Mientras que la libertad negativa es libertad con respecto a las interferencias externas, la libertad positiva suele caracterizarse como libertad para alcanzar determinados fines; como una forma de estimulación que permite al individuo realizar su potencial, alcanzar una visión particular de su realización, lograr un estado de autonomía personal y autodominio. En un sentido político más amplio, la libertad en este sentido positivo se entiende como la liberación de la presión cultural y social que, de otro modo, impedirían el progreso hacia la autorrealización.

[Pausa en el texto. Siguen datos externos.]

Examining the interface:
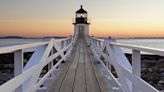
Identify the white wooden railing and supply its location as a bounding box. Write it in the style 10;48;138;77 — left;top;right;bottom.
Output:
0;37;77;92
87;37;160;92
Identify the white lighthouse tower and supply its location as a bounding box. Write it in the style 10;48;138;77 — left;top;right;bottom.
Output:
73;5;90;38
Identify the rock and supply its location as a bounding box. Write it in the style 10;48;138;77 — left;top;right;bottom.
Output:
158;80;164;85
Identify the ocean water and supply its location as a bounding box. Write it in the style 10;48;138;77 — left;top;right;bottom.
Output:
116;39;164;54
0;38;164;53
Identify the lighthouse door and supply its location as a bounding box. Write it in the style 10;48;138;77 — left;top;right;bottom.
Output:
79;26;84;38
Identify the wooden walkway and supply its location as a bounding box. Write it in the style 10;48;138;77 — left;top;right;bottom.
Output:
47;39;114;92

Mientras que la libertad negativa es esencialmente interpersonal, y existe como relación entre los
individuos, la libertad positiva, en cambio, es intrapersonal: es algo que se desarrolla y se cultiva en el interior del individuo. Del mismo modo que en el interior de George existe un conflicto entre su conciencia más racional y sus apetitos más bajos, generalmente el concepto positivo de la libertad supone una división del yo en partes elevadas y partes inferiores. La consecución de la libertad está determinada por el triunfo (moral, racional) del preferible y o elevado.
El abuso de la libertad

« ¡Oh, libertad! ¡Cuántos crímenes se han cometido en tu nombre!» , exclamó madame Roland antes de que la ejecutaran, en el año 1793. Pero las atrocidades y los excesos de la Revolución Francesa son sólo un ejemplo de los horrores que se han perpetrado en nombre de la libertad (específicamente en nombre de la libertad positiva). La profunda desconfianza que a Berlin le inspiraba la libertad positiva surgía de los excesos del siglo XX, especialmente de los de Stalin. El problema provenía de la creencia (el vicio del reformador social) de que existe un único horizonte deseable para la sociedad, un único remedio para sus males, Contra esta concepción, Berlin se erigió en un firme defensor del pluralismo de los valores humanos. Así, argumentaba que existe una pluralidad de bienes distintos e incompatibles, que nos obligan a tomar decisiones radicales. Su compromiso liberal con la libertad negativa estaba reforzado por su idea de que este tipo de libertad fomentaba el entorno más propicio para que los individuos controlaran y dieran forma a sus vidas a partir de tales elecciones.
«Manipular a los hombres,
impelerlos a metas que uno
—el reformador social—
ve, pero que ellos no
pueden ver, es negarles su
esencia humana, tratarlos
como objetos desprovistos
de voluntad propia y, en
consecuencia,
degradarlos.»
Isaiah Berlin, 1959

En parte, este concepto del yo dividido, que a Berlin le parecía implícito en el concepto de libertad positiva, le inspiraba algunas reservas. Volvamos a George: la parte de él que entiende adecuadamente lo que más le conviene es supuestamente la más elevada, la del y o más racional. Si es incapaz de alentar el predominio de esta parte, tal vez necesite ayuda externa, ayuda de personas más prudentes que él y más capaces de saber cómo debería actuar. Si esto es así, estamos a un paso de considerar legítimo impedir físicamente a George que se acerque a la botella de coñac. Y, teme Berlin, lo que vale para George vale también para el Estado: amparándose en la pancarta de la libertad (positiva) un gobierno puede volverse tiránico y establecer un fin particular para la sociedad; o también priorizar un determinado modo de vida para sus ciudadanos; o incluso decidir lo que deberían desear sin atender a sus deseos reales (véase el cuadro).